Nell’immaginario collettivo dell’italiano esiste una sola attività lavorativa in cui la sicurezza di un reddito ottimo si sposa con la tranquillità assimilabile a quella del pescatore che regge la sua canna sulle rive assolate di un fiume piatto: il lavoro di banca. Pochi sanno che le quattordicesime non ci sono più da tempo (sostituite da premi di produzione aleatori e, ultimamente, di ammontare simbolico se non pari a zero); pochi sanno che i giovani bancari percepiscono salari comparabili con quelli di un addetto alla cassa della grande distribuzione e non guadagneranno molto di più alla fine della loro carriera lavorativa; pochi sanno che i dipendenti di banca, a causa dei rischi professionali potenzialmente enormi, sopportano un “rischio di stress correlato” – non certificato da ABI – per malattie del cuore quadruplo rispetto ad altri lavoratori dipendenti. Il contratto collettivo nazionale dei bancari è in pericolo e sarà probabilmente sostituito da tanti contratti aziendali “a la Marchionne”, in accordo con il nuovissimo Jobs Act; “chi se ne frega”, penserà la stragrande maggioranza dei lettori non bancari; “finalmente toccano anche i superprotetti”, penserà chi, durante la sua vita, è saltato da un contratto precario all’altro e, magari, ha avuto esperienze negative con il proprio bancario di riferimento. Reazioni normali e comprensibili in tempo di crisi perché, diciamocelo, i bancari non sono simpatici a tante persone: per attività svolta sono spesso confusi con i banchieri, cioè con i “paperoni” strapagati con bonus milionari continuamente “salvati” da iniezioni di liquidità degli stati.
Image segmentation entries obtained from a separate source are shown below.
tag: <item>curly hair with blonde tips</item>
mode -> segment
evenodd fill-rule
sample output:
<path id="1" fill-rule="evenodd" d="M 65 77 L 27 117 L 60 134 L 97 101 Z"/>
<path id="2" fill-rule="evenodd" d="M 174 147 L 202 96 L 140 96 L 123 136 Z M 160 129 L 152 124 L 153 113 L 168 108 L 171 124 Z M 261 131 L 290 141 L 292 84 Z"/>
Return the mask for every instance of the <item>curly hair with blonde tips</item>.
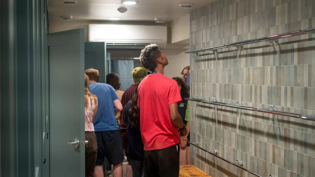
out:
<path id="1" fill-rule="evenodd" d="M 140 61 L 144 67 L 153 71 L 158 66 L 157 59 L 161 57 L 161 51 L 156 44 L 152 44 L 146 46 L 141 50 Z"/>

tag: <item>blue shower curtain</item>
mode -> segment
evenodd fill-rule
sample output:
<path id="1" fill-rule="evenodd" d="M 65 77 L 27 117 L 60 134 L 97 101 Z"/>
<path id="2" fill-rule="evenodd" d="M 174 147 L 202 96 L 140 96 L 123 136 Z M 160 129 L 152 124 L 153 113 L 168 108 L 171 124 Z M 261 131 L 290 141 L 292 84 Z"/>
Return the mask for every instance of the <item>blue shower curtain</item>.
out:
<path id="1" fill-rule="evenodd" d="M 133 60 L 117 60 L 112 61 L 112 72 L 118 74 L 121 85 L 119 90 L 124 91 L 135 83 L 131 72 L 134 68 Z"/>

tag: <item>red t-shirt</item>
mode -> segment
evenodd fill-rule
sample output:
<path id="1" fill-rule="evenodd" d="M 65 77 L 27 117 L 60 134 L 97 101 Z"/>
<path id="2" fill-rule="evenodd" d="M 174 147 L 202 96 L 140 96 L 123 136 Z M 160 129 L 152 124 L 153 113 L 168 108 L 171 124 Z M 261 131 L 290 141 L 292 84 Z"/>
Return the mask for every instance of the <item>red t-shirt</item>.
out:
<path id="1" fill-rule="evenodd" d="M 180 102 L 175 80 L 157 74 L 146 77 L 138 88 L 140 130 L 145 151 L 164 149 L 180 141 L 169 105 Z"/>

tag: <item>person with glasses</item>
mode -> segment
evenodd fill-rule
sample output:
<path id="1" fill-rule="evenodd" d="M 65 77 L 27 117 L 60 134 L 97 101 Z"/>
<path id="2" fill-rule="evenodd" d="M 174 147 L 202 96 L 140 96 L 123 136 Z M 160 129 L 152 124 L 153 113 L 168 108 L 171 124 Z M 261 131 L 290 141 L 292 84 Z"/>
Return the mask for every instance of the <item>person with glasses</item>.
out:
<path id="1" fill-rule="evenodd" d="M 187 83 L 187 74 L 190 73 L 190 66 L 187 66 L 184 69 L 183 71 L 181 71 L 180 73 L 180 75 L 181 75 L 182 79 L 185 83 Z"/>

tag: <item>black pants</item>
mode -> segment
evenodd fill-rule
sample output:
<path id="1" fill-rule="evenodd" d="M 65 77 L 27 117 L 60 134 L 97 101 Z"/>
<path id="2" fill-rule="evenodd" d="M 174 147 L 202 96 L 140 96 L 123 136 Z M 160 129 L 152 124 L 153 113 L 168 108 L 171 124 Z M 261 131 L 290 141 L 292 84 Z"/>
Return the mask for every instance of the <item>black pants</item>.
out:
<path id="1" fill-rule="evenodd" d="M 177 145 L 144 151 L 144 177 L 178 177 L 179 151 Z"/>

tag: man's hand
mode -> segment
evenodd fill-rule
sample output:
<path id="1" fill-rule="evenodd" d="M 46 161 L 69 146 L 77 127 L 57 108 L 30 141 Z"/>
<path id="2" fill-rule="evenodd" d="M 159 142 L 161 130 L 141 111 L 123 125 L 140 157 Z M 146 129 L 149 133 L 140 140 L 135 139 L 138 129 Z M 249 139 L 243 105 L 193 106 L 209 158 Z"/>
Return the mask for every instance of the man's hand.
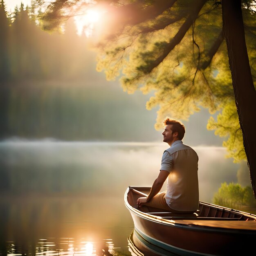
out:
<path id="1" fill-rule="evenodd" d="M 143 197 L 143 198 L 139 198 L 137 200 L 137 204 L 139 205 L 139 207 L 141 207 L 147 202 L 147 198 Z"/>

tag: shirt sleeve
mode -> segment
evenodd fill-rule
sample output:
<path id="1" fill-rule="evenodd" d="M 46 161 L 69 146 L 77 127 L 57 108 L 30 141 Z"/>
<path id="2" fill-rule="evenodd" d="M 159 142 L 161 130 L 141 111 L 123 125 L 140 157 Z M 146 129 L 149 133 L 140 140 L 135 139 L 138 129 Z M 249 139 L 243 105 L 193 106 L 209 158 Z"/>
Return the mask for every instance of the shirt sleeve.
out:
<path id="1" fill-rule="evenodd" d="M 163 154 L 162 161 L 161 164 L 160 171 L 164 170 L 170 172 L 173 169 L 173 157 L 170 153 L 165 150 Z"/>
I banchieri sono managers pagati in modo ingiustificato per ciò che hanno prodotto e vogliono scaricare le carenze delle proprie fallimentari gestioni sui bancari, che sono solo lavoratori con un salario; chi scrive non ha alcun ricordo di frangenti storici in cui la riduzione dei diritti sul lavoro dei dipendenti più protetti (o considerati tali) abbia migliorato le condizioni di lavoro dei meno protetti.
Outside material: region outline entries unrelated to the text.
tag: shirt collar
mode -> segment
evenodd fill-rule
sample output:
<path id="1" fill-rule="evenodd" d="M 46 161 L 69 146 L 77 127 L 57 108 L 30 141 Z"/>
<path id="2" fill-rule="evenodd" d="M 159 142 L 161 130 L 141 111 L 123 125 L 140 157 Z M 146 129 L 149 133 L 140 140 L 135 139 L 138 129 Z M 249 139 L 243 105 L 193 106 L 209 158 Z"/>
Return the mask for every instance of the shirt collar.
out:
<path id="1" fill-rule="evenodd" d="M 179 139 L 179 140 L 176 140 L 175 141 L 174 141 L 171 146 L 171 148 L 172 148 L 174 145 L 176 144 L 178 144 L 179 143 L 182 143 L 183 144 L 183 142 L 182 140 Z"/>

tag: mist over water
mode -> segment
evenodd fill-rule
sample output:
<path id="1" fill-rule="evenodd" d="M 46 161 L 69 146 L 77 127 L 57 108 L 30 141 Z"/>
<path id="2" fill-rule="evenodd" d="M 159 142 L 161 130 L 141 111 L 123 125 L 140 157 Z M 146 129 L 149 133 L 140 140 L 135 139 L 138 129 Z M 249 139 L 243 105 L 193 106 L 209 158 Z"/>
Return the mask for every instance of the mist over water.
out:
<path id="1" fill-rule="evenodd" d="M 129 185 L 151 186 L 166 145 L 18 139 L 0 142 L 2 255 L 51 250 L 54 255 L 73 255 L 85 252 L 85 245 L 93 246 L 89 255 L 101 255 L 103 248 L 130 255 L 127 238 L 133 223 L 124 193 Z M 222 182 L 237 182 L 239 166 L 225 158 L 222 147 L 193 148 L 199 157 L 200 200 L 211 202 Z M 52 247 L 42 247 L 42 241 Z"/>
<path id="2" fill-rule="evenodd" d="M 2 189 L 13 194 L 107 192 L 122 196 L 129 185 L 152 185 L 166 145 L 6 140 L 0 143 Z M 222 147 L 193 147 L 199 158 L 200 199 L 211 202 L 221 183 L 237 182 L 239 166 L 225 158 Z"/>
ABI (Associazione Bancaria Italiana – i “padroni”) vuole scaricare il rischio d’impresa sulle retribuzioni dei colleghi bancari con la seguente motivazione: “il costo del lavoro del bancario medio è troppo alto ed il settore del credito è in crisi”. Non è questo il luogo per analizzare questa convinzione molto opinabile da diversi punti di vista, ma ci sia consentito dire che lorsignori non hanno mantenuto alcun comportamento coerente con i bagni di responsabilità che chiedono ai dipendenti: sulla base di uno studio Isrf Lab Fisac CGIL le retribuzioni medie ‹‹dei top manager bancari (sono stati considerati i fissi e i variabili dei primi 5 amministratori delegati dei grandi gruppi) sono passati da 3,1 milioni di euro del 2000 a 3,7 milioni di euro del 2014, con un incremento di 600mila euro: dal 2000 al 2014, un banchiere ha guadagnato 42mila euro in più all’anno[1]››. Quando si dice predicare bene e razzolare male!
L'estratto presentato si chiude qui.